With access to resources such as coding boot camps, incubators, and venture capital funding, aspiring entrepreneurs are turning their ideas into viable businesses.

By leveraging their technical skills and market insights, they are developing software solutions that address diverse sectors such as fintech, agritech, ecommerce, and healthcare, contributing to the digital transformation of the economy.

For aspiring Nigerian developers in emerging regions, the “Ideate, Build, Sell” approach holds immense potential:

Understanding Local Needs: Developers in these regions have a deep understanding of the challenges faced by their communities. This local context is invaluable when crafting solutions with real-world impact.

Resource Efficiency: The focus on rapid prototyping and MVP development allows developers to work with limited resources, a common constraint in emerging regions.

Building the Ecosystem: As successful startups emerge using this approach, they inspire and mentor others. This creates a ripple effect, fostering collaboration, knowledge sharing, and ultimately, a thriving tech ecosystem.

The Bottom Line

The ideate, build, and sell strategy plays a crucial role in ecosystem development by fostering a culture of innovation, collaboration, and entrepreneurship.
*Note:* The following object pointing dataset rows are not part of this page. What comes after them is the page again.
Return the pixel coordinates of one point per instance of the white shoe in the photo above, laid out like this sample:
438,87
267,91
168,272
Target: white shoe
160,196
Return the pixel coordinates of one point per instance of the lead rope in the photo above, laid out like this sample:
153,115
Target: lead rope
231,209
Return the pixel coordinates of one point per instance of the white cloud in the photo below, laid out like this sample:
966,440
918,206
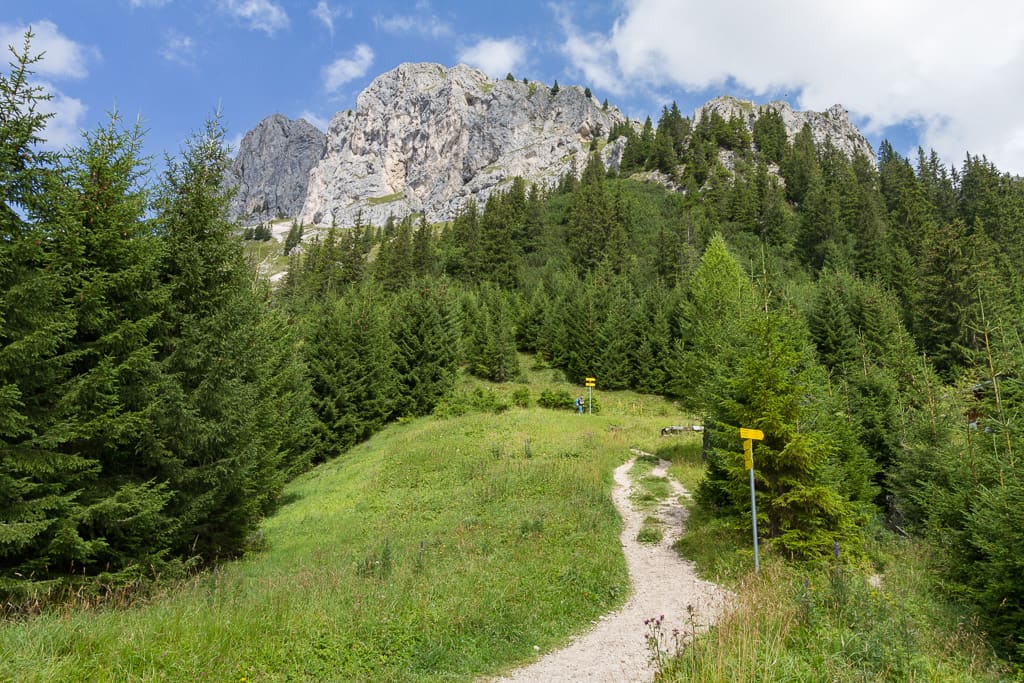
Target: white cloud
495,57
65,128
591,54
954,69
343,70
327,14
423,25
64,57
259,14
179,48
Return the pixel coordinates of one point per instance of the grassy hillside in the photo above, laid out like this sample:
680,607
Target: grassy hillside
439,550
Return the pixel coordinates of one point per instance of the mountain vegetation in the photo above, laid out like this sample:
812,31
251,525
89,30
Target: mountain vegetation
156,395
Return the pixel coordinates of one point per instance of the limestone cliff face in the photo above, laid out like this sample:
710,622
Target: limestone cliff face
271,170
833,124
426,138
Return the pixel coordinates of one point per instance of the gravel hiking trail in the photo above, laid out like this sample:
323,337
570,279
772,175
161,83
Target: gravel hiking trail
663,584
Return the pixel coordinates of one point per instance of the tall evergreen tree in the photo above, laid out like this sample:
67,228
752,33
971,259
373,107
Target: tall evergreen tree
39,510
226,465
425,331
351,357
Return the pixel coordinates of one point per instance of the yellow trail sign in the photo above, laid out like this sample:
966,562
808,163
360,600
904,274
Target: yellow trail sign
755,434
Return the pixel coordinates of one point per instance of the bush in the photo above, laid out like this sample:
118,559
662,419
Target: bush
477,400
556,398
520,396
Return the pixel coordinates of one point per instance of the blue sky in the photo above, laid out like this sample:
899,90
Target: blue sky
944,75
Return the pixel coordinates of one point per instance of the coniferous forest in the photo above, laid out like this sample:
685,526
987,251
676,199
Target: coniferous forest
156,394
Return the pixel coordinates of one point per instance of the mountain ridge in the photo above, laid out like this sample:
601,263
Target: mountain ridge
428,139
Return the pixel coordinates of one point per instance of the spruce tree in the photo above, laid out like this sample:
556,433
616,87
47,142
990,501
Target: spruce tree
217,420
351,357
39,507
425,332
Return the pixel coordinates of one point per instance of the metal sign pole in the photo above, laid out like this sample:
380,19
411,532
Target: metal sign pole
754,509
749,436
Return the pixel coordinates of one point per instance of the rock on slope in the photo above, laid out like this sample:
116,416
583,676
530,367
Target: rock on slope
426,138
271,169
833,124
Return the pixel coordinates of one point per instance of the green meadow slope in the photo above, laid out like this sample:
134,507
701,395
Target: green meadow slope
441,549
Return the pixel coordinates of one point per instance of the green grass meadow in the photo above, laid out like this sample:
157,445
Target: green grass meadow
441,549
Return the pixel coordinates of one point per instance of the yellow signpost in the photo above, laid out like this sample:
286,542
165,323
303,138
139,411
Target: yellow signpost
749,436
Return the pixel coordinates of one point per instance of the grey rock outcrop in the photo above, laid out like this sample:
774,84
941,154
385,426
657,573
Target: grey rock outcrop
426,138
833,124
271,169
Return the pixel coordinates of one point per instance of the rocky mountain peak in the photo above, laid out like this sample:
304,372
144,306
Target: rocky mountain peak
426,138
271,169
833,124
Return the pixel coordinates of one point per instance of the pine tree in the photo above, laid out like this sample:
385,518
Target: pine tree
351,358
799,165
39,510
425,332
811,481
719,299
228,465
491,351
111,397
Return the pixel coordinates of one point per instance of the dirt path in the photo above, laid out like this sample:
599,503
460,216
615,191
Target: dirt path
663,585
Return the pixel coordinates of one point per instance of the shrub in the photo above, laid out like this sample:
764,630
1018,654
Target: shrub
556,398
520,396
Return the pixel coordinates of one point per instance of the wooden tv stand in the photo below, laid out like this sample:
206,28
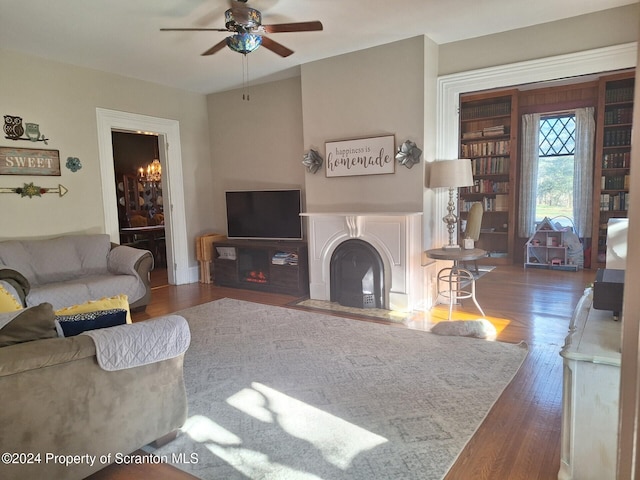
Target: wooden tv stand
265,265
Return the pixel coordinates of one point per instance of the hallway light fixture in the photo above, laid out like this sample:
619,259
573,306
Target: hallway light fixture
153,172
451,174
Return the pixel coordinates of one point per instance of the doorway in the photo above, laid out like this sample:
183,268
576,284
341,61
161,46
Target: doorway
140,196
168,132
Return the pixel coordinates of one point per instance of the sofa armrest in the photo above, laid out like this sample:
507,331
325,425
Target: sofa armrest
123,259
126,260
17,281
127,346
23,357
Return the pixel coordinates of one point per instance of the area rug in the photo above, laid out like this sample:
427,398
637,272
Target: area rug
279,393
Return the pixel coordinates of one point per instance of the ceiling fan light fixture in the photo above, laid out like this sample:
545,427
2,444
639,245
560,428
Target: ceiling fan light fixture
244,42
251,18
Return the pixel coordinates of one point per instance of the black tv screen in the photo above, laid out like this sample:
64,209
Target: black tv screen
264,214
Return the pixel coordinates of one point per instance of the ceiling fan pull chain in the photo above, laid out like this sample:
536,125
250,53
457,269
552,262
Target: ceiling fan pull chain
245,77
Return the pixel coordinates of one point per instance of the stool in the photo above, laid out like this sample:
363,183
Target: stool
455,277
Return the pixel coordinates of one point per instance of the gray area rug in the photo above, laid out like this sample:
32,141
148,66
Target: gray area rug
278,393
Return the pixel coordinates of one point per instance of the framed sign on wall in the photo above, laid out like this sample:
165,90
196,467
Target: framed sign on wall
29,161
363,156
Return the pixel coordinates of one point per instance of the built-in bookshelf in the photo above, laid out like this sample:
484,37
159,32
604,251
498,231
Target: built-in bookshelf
613,158
488,136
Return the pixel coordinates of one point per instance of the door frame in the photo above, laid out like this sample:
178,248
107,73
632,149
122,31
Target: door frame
168,132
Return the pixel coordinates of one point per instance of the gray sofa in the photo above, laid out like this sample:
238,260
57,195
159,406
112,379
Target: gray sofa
73,269
61,397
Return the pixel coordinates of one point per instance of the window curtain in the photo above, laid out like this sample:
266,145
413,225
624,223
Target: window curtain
583,172
529,174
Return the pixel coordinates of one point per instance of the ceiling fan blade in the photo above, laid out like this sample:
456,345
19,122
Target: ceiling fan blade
313,26
194,30
216,48
276,47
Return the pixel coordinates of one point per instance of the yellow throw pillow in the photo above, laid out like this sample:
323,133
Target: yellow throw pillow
8,303
118,301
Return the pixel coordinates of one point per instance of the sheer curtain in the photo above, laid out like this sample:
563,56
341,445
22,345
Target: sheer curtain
529,174
583,172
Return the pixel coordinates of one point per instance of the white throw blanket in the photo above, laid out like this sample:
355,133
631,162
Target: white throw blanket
142,343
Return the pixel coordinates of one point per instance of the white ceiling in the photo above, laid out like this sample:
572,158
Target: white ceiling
123,37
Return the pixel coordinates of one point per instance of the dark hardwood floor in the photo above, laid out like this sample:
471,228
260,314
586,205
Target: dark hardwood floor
520,438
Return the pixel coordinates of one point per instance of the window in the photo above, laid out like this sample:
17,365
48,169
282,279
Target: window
556,151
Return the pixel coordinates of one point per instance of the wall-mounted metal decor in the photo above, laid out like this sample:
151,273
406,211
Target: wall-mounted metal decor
14,130
312,161
364,156
73,164
29,161
30,190
408,154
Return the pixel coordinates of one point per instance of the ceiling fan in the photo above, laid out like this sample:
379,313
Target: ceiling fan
246,25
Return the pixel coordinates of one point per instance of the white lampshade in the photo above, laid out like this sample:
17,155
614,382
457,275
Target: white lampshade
450,173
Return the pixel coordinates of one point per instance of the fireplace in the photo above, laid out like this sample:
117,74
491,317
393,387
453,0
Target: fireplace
389,243
357,275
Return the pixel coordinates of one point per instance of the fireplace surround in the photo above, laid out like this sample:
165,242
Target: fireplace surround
395,237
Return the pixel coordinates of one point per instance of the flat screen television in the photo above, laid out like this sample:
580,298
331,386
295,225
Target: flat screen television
264,214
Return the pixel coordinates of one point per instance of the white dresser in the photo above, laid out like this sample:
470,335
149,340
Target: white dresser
591,383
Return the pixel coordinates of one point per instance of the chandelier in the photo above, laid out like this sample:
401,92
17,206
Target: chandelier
152,174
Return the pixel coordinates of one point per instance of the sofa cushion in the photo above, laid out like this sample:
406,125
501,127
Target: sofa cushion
80,290
57,259
59,295
9,299
71,325
34,323
117,301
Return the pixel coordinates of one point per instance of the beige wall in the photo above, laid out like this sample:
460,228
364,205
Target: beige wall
63,99
601,29
255,144
378,91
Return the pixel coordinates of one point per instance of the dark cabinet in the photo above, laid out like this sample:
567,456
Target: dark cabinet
270,266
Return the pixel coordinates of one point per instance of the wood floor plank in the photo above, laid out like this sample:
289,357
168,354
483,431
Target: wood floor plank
520,438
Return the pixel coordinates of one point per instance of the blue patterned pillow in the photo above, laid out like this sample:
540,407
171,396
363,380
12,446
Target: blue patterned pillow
70,325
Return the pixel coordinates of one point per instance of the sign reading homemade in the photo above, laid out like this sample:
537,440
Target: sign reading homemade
365,156
29,161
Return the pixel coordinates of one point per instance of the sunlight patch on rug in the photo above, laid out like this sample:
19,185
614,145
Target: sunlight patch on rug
338,441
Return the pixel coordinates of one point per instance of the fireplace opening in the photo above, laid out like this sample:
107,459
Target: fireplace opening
357,275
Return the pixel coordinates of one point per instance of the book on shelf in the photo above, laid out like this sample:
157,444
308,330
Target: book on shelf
610,202
616,160
471,135
617,182
494,131
470,112
483,149
490,166
284,258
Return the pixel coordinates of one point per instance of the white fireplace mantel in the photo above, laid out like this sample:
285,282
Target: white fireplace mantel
396,236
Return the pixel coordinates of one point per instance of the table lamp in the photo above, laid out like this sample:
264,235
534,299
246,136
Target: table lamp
451,174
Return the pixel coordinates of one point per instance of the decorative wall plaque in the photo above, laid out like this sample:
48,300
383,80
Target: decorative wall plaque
29,161
364,156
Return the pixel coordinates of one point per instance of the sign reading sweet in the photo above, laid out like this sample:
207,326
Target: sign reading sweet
29,161
365,156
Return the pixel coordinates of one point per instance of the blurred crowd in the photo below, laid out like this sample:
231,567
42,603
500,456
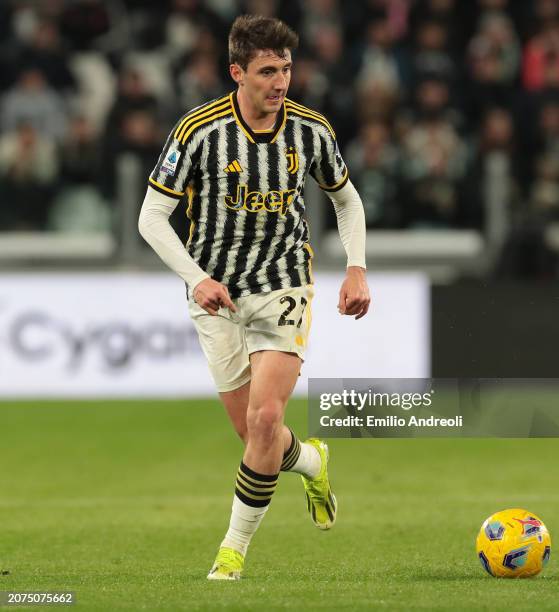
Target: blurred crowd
447,111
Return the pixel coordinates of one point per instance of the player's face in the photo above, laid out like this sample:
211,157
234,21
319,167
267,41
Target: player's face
266,80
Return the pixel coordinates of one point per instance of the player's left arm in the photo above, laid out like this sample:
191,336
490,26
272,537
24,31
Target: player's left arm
354,293
331,174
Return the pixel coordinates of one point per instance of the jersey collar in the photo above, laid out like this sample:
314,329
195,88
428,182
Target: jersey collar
255,137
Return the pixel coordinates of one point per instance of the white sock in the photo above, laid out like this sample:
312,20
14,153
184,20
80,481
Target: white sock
244,522
309,461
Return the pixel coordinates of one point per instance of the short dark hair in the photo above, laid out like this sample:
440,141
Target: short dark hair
251,33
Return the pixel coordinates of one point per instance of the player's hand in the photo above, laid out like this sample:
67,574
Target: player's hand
354,294
211,296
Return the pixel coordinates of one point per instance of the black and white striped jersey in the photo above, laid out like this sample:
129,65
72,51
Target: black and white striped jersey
244,191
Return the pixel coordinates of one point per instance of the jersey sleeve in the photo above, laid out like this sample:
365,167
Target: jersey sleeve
328,167
176,164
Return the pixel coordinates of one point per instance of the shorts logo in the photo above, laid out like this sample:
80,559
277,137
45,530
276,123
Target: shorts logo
255,201
169,166
293,159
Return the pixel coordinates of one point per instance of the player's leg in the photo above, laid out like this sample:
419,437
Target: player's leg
298,457
281,321
274,375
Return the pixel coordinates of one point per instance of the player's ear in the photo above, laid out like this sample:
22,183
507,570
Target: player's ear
236,73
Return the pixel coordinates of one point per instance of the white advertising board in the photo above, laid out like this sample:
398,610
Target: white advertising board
129,335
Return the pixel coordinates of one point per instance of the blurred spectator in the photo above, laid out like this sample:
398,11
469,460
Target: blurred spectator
28,171
192,26
541,57
380,62
434,159
494,56
80,153
544,195
491,195
78,206
451,15
375,164
46,53
431,55
137,134
84,22
200,81
31,100
319,16
309,86
132,95
327,45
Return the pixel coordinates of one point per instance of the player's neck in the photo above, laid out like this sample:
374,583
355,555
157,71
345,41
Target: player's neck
255,120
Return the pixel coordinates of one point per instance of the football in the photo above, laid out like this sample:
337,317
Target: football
513,544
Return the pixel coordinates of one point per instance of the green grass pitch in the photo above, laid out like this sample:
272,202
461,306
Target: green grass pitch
125,503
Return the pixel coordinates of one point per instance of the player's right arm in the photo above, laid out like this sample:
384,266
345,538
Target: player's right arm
155,228
167,185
“Having founders who create, build, and sell solutions to such investors would greatly boost the tech ecosystem,” said Innocent Destiny. The founder added that he finds fulfillment in adopting the business strategy

“As someone who has raised funds and sold a company, I can confidently say that I have no regrets. While everyone has different passions and goals, I find fulfillment in ideating, building, and selling—that’s where my passion lies.”

As developers ideate and build innovative software products, they create opportunities for partnerships, investment, and job creation within the local ecosystem.

By bringing products to market and generating revenue, they contribute to the sustainability and growth of the ecosystem, attracting talent, investors, and resources to the region.